INTM484090 - Transfer pricing: operational guidance: examining transfer pricing reports: arm’s length range
A usual feature of transfer pricing reports is the inclusion of a range of results that companies put forward as comparables, presented as the arm’s length range into which the company fits. Further analysis may be of a statistical nature, concentrating on the interquartile range of these results (see INTM485120) and in cases where the actual results of the tested party are within this interquartile range, the report will typically conclude that the transfer pricing must be arm’s length.
Considering a range of results is appropriate because, however strict the comparability requirements, companies will have differing margins, finance costs, volume, markets, attitude to risk-taking and so on. Gathering evidence for an arm’s length price is considered in detail at INTM485000 onwards, but the point to be made in relation to transfer pricing reports is that even rigorous selection is likely to produce a range of possible arm’s length answers. This can be reduced by careful analysis, adjustment, and filtering out of inappropriate or anomalous companies. This should narrow the range to a more realistic and useable sample. A wide range may of course include the tested party, but if it would also include thousands of other companies in a variety of industries, it isn’t of much help.

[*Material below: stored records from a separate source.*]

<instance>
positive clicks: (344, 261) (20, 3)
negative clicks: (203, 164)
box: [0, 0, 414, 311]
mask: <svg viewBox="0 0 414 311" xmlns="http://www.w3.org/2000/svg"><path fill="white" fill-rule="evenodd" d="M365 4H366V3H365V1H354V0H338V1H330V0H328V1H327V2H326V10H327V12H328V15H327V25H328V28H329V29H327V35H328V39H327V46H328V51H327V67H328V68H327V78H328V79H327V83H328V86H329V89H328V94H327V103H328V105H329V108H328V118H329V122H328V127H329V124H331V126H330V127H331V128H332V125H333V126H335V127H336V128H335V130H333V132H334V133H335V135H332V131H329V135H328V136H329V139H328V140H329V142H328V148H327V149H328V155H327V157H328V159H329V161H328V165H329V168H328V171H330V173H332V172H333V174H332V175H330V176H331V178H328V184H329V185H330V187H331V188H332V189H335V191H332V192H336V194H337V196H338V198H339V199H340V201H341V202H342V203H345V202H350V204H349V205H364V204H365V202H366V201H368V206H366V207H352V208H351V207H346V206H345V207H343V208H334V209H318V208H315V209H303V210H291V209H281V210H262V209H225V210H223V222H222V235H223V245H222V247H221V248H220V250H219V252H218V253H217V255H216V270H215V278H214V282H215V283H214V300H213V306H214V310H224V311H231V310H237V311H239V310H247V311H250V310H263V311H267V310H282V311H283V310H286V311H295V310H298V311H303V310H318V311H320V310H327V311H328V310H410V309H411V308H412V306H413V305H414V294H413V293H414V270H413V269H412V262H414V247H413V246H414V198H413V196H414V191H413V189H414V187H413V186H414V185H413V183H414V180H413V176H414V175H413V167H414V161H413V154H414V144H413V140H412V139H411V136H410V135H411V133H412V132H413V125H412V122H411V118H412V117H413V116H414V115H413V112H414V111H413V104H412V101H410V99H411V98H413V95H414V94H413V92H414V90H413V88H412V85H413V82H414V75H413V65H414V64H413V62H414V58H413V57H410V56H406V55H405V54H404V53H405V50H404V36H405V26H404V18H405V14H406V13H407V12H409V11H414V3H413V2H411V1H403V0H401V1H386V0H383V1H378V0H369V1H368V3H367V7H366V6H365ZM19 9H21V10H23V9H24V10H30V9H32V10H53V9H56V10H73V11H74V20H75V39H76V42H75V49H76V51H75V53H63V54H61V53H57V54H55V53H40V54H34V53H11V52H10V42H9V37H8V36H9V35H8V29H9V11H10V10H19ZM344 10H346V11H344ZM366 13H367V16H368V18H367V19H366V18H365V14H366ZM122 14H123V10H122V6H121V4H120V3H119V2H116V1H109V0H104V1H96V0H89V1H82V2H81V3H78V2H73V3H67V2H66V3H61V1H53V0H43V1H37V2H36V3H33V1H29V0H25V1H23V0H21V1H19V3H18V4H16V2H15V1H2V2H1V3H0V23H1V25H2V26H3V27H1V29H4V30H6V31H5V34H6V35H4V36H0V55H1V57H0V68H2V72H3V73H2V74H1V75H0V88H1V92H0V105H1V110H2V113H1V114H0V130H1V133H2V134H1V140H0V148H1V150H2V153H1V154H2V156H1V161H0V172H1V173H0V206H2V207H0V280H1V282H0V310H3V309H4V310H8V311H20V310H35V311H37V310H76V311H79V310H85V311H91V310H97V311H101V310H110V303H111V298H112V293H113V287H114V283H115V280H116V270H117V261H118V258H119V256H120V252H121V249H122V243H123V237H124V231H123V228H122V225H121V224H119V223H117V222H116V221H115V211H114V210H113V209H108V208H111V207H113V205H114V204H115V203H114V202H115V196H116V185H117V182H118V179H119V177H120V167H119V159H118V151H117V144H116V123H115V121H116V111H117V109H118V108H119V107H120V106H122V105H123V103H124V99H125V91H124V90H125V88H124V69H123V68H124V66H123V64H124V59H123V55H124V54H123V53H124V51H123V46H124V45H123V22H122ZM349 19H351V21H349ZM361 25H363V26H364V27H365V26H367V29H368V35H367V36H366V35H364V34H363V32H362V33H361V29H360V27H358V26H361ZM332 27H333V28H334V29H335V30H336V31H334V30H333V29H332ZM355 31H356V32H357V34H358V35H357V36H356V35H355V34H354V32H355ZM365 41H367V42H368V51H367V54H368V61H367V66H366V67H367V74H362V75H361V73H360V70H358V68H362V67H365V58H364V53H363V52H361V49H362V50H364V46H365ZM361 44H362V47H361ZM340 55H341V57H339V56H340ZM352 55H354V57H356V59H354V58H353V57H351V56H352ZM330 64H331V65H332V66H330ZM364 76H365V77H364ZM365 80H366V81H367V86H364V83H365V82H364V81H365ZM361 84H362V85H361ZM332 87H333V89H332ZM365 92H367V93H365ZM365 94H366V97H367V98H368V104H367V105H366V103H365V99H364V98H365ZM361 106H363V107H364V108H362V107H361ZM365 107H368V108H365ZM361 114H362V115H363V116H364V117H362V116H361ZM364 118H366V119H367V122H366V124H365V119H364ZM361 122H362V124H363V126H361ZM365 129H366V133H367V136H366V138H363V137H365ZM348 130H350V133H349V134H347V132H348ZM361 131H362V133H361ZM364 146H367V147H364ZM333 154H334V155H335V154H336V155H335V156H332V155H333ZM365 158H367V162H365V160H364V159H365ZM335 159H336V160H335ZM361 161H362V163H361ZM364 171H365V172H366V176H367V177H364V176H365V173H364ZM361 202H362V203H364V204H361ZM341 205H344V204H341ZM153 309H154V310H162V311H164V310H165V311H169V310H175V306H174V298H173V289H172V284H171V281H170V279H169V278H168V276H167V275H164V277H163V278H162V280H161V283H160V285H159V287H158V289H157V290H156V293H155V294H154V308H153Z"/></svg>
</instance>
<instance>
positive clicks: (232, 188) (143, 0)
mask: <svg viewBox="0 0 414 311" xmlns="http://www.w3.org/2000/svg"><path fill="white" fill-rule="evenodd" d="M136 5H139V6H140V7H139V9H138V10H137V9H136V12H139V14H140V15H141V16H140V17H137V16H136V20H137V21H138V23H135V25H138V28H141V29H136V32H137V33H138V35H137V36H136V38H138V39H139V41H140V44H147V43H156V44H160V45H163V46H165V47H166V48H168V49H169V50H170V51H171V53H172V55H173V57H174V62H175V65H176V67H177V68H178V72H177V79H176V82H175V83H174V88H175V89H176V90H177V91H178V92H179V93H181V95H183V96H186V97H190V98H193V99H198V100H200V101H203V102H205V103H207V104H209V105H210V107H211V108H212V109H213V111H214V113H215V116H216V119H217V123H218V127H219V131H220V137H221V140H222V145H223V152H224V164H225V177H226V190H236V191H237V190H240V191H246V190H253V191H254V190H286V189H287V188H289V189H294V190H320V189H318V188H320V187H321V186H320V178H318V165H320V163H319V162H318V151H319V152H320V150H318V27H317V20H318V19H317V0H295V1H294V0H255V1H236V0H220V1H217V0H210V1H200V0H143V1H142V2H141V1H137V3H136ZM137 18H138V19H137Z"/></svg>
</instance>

The OECD lists a number of factors of comparability starting at 1.38 of the Transfer Pricing Guidelines, but recognises that a range of results is appropriate and that if the results of the tested party are within this range then it is reasonable to conclude that its results are arm’s length. However, while the OECD recognises that use of statistical tools such as the inter-quartile range might help to enhance the reliability of such a range, the range must be valid in the first place.
Case teams should be aware of the potential distinction between an arm’s length range as extracted from a careful analysis of suitable companies and a range which consists of the results of independent companies which are no more than superficially similar to the tested party. The latter is not an arm’s length range within the meaning of the Guidelines. Paragraph 3.56 of the Guidelines provides that where any result within the range can be determined to have a lesser degree of comparability with the tested transaction than others, it should be eliminated from the range. It is not unusual to see fairly long lists of companies bearing little obvious similarity to the tested party only being narrowed down “scientifically” by the use of statistical tools.
Benchmarking studies that return a wide range of results should be treated with some caution as it is likely that the comparables at the extreme end of the range may not be of the same degree of comparability. On the other hand, it is dangerous to assume that the closest comparables are those that cluster around the centre of the range. A small number of strong comparables is likely to give a more accurate result than a large number of weak ones.
Where the results of the tested party fall outside the range, the question arises as to where within the range its transfer prices should be adjusted; see INTM485120 for guidance on this point.